Adesso indossare con orgoglio un simbolo nazionale viene spacciato per reato o, nella migliore delle ipotesi, per atto disdicevole da qualche docente o dirigente scolastico indottrinato. Ma siamo andati fuori di melone? E questi sarebbero degli “educatori”?
Si vede che ai vertici di certe scuole occorre procedere ad un bel repulisti.”

Non dobbiamo nemmeno chinarci sull’idiozia di quanto scritto da Quadri, e ricordiamo, quando parla di repulisti ai vertici della scuola, che a Lugano è proprio lui a capo del dicastero della scuola. È sufficiente per ridimensionarlo leggere quanto scritto dalla collega leghista Rueckert:

“Leggere dall’inizio alla fine e non solo i titoli! Lunga vita alla camicia contadina con gli Edelweiss, ma mi sembra che qui la situazione stia un po’ sfuggendo di mano. Ho cercato di leggere gli articoli apparsi sui vari media nazionali dall’inizio alla fine, ma non mi pare proprio che alla festa scolastica di Erlach sia stato impedito ai ragazzi di indossarla perché ritenuta razzista o xenofoba…. ma bensì perché era una festa a tema ed era stato concordato che il dresscode era “abiti scuri”. Premesso che a me le feste con codici di abbigliamento particolari non esaltano troppo e mi piace vestirmi come voglio io… ma non è questo il punto: prima di indignarci però dovremmo leggere le notizie fino in fondo. O mi sono persa qualcosa?”

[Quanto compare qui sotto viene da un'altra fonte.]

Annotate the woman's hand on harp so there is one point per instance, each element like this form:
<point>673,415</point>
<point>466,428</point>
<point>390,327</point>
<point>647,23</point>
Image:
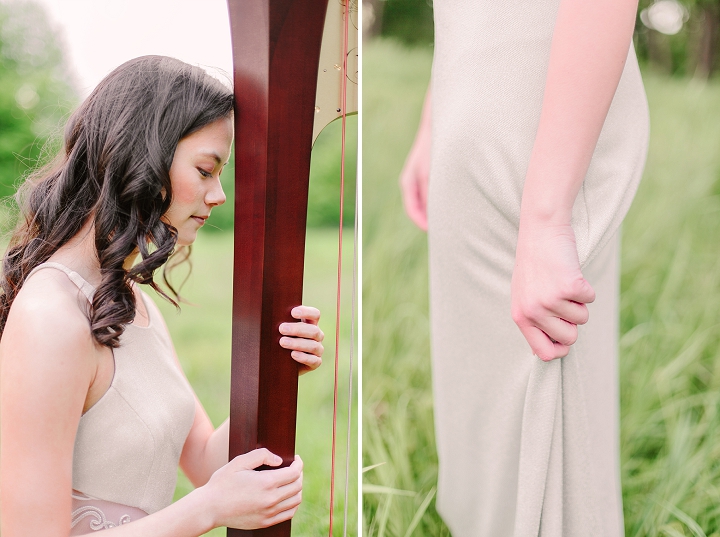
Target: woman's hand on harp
<point>304,338</point>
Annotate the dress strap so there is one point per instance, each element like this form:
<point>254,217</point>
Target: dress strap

Nessuna minaccia alle camicie con l’edelweiss dunque, e tantomeno dalla scuola che lui ormai ritiene in mano alla sinistra. Solo un furbo modo di alimentare faide razziste dove non esiste un bel nulla. Che sia la stessa leghista Rueckert a dover farlo notare è veramente vergognoso.

Se la tattica di Quadri per le elezioni è questa, c’è da mettersi a piangere. Che faccia piuttosto qualcosa di tangibile per i ticinesi al posto di continuare a berciare come un razzistello adolescente di provincia in preda a una crisi ormonale.